| John
Frederick Herring jnr
1815-1907
The eldest son of an illustrious and
famous father, J F Herring suffered all his life from the comparisons
which naturally go hand in hand with such a relationship. From
infancy he was apprenticed to his fathers studio and made to
follow his fathers style and subject. The results did not always
reach the quality of drawing that his father enjoyed and so
Herring jnr was always in his fathers shadow.
However there was a stubborn streak of originality in John jnr's
art and over the years he worked hard and diligently to nurture
his own personal style as it evolved. John jnr refused to let
his overbearing father sublimate and swamp his ideas and style.
It is not surprising that as the years passed, relations between
father and son deteriorated and shortly before his marriage
to Kate Rolfe, John jnr moved to Fulbourn, near Cambridge.

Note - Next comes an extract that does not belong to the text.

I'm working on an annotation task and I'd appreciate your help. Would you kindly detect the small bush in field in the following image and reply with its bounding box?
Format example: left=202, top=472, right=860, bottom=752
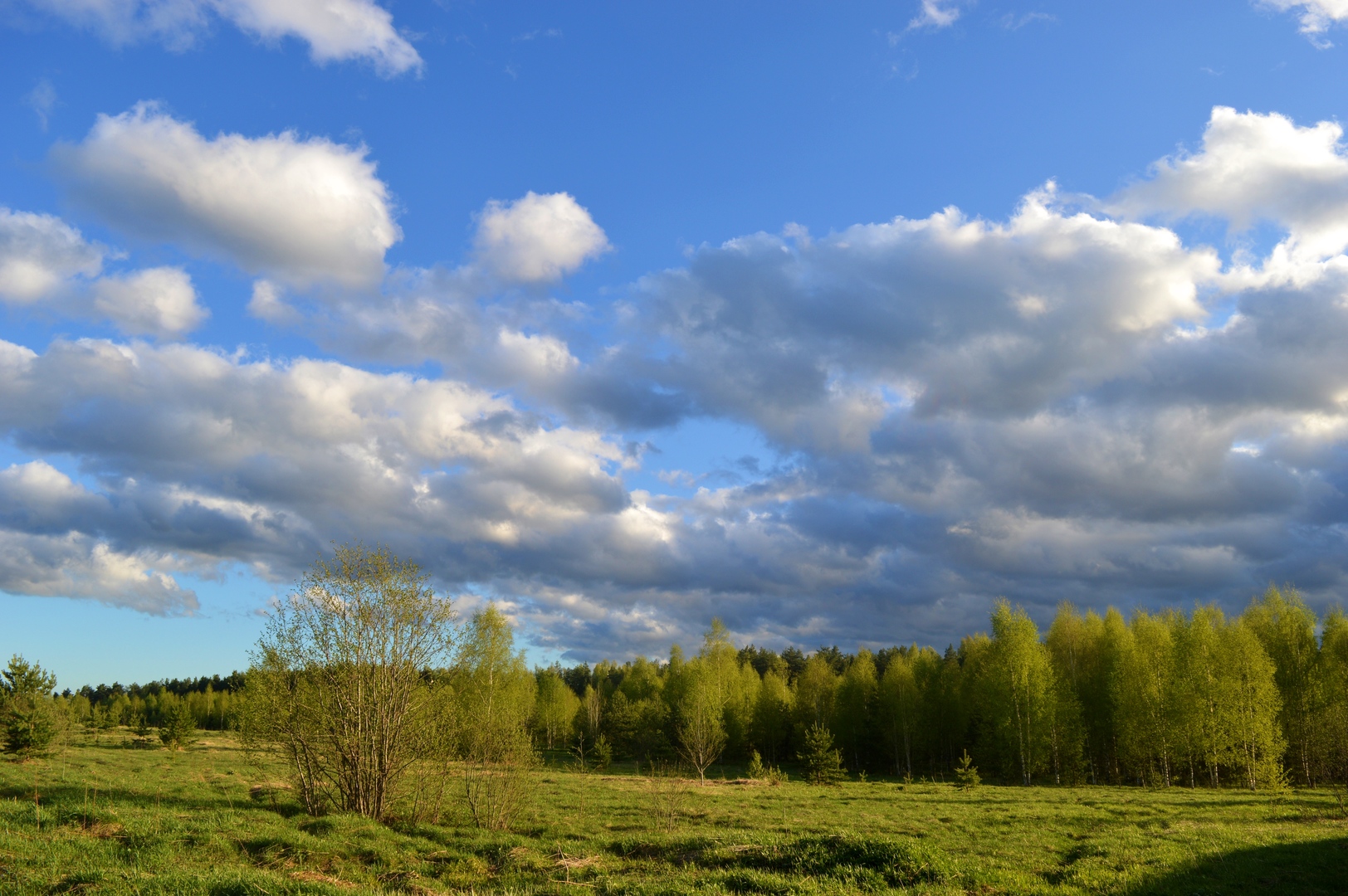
left=159, top=701, right=197, bottom=749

Although John jnr is best known for his farmyard scenes, he
did some very important research work in his early years. One
project stayed with him for most of his life. He created a pictorial
record of all the Triple Crown winners, the horses, their breeding,
owners, trainers and jockeys. This enormous work was carried
out in watercolour and although never published, it still exists
in a private collection in the USA. It illustrates profoundly
the stubborn desire to produce something of lasting interest
and importance but John had to keep his project secret as his
father would not have considered it a commercial proposition.
John jnr was literally surrounded by artists within the family.
His mother was a member of the Society of Lady Artists, his
uncle Benjamin (died age 26) and his two younger brothers Benjamin
jnr and Charles were all artists who enjoyed varying degrees
of success, labouring in the omnipresent shadow of their father.
John jnr exhibited at the Royal Academy from 1863-1873, at the
British Institute 1864-1867 and occasionally at the Suffolk
Street Gallery. On his day he did achieve very pleasing results
and there are those who claim that his pictures were often mistaken
for his fathers work. Certainly a lot of his better works do
bear the signature "J F Herring snr" but it has never
been proved that he was the perpetrator of such fraud and he
would have been the first to admit that there could be no mistake
in the identity of the author. Nonetheless John jnr works adorn
many houses both sides of the Atlantic and do provide a precious
insight into country life in the far off 19th Century.